Херня собачья, приятель. Сестрицу Барби на такое не купишь.
Может, я никогда не была в адских безднах, но поверь, я хорошо знаю, как бушует огонь…
— Убираемся, Барби! — взвизгнул Лжец, с ужасом наблюдая, как тяжело скрипят доски на крыше, роняя вниз тусклое конфетти из искр, — Иначе сгорим нахер!
— Цинтанаккар! — выкрикнула Барбаросса, — Где же ты, трусливый скопец?
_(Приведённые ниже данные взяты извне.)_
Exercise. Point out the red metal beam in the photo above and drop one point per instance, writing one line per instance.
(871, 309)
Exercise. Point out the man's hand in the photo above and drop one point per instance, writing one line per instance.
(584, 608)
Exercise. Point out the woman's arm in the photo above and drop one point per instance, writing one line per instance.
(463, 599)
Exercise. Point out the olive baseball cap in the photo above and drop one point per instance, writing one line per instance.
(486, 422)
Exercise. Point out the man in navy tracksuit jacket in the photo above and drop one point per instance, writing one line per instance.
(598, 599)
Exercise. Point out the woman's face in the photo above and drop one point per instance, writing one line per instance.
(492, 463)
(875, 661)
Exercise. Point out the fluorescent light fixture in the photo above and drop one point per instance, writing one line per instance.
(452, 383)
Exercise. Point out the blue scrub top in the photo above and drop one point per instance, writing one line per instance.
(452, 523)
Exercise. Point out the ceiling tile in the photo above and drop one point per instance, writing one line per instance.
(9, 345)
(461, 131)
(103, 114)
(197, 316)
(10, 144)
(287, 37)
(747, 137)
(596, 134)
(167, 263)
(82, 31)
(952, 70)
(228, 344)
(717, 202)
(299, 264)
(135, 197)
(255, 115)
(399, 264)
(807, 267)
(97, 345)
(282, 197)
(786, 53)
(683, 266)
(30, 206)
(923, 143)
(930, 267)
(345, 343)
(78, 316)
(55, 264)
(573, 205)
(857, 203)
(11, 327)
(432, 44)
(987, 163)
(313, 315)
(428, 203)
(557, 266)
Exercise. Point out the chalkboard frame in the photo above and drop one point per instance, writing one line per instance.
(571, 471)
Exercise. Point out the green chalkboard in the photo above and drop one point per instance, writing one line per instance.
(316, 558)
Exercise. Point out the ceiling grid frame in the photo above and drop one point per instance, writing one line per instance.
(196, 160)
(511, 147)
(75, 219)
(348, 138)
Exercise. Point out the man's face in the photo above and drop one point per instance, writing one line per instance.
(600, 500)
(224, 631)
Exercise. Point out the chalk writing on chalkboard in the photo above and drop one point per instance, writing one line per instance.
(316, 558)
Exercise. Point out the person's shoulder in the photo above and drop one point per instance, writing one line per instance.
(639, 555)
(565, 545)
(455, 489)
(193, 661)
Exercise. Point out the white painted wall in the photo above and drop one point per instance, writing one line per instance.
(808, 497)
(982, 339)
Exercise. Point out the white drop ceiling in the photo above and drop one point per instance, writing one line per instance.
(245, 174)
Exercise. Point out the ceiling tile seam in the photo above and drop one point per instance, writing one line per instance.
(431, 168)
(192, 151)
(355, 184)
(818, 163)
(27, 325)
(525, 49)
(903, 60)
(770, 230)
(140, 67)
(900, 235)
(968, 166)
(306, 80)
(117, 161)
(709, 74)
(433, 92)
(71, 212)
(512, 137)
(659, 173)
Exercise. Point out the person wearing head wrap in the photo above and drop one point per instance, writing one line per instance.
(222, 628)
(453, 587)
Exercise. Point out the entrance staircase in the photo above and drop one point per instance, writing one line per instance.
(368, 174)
Отзовись? Выйди на свет!
Он отозвался. Отозвался так, что все кости в ее теле съежились, сделавшись обугленными головешками.
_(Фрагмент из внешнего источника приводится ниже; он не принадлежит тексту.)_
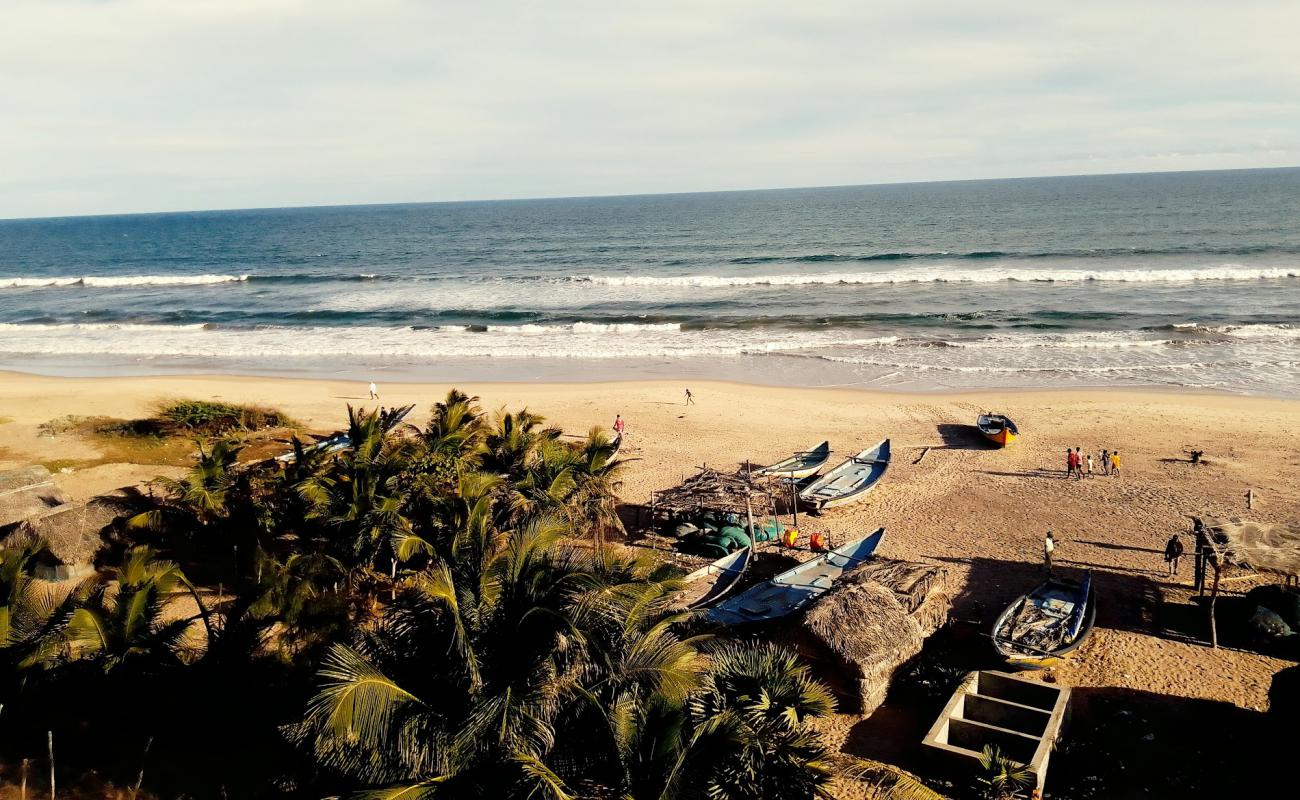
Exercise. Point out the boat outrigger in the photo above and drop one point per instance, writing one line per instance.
(801, 465)
(849, 481)
(1041, 627)
(726, 573)
(797, 587)
(997, 428)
— C̄HẠN KHỤ̄X CINTNĀKĀR DXW̒N BERK KEXR̒. KHWĀM TĀY S̄Ī THEĀ NI LẢS̄Ị̂ YĔN
Голос Цинтанаккара выжигал воздух в сарае быстрее, чем самое жадное пламя. Барбаросса ощутила, как отчаянно и резко дергается заноза у нее под ключицей. Будто бы раскаленный уголек попал на кожу, но не соскочил, а просочился сквозь нее, да так там и остался.
— Лжец!
— Он говорит… — Лжец съежился, прикрывая лапками от жара чувствительные глаза, — Я — Цинтанаккар. Губитель зари. Серая смерть в остывающих кишках.
— Прелестные титулы, — усмехнулась Барбаросса, позволив «Кокетке» и «Скромнице» поцеловать друг дружку с приятным мелодичным звоном, — Наверняка не единственные, которыми тебя наградили в адском борделе…
— C̄HẠN KHỤ̄X CINTNĀKĀR CẠKR PHR RDI̒ F̂Ā RĪ S̄I. CÊĀ H̄Æ̀NG KHCHS̄ĀR. THRRĀCH THỊ-THỊ-LEĀ. WẠNG K̄HXNG C̄HẠN THẢ CĀK KRADŪK THĪ̀ MĪ LEỤ̄XD XXK N̂ẢPHU K̄HXNG C̄HẠN TÊN D̂WY N̂ẢDĪ NÌNG KHLẠNG K̄HXNG C̄HẠN MỊ̀MĪ WẠN H̄MD
— Я — Цинтанаккар, — Лжец поперхнулся, будто и сам ощутил жгущую потроха искру, но продолжил, — Сюзерен Фа-Ри-Сай. Властитель кхаткров. Тиран ти-тай-лэу. Мой дворец сложен из кровоточащей кости. Мои фонтаны бьют застоявшейся желчью. Моя казна никогда не скудеет.
Где-то над головой сухо треснула балка, выплюнув ворох искр. Не тусклых, похожих на осыпающуюся листву, а жгучих, опасных, едва не задевших ее плечо. Такие могут и проесть, прямо сквозь дублет, жара в них прилично…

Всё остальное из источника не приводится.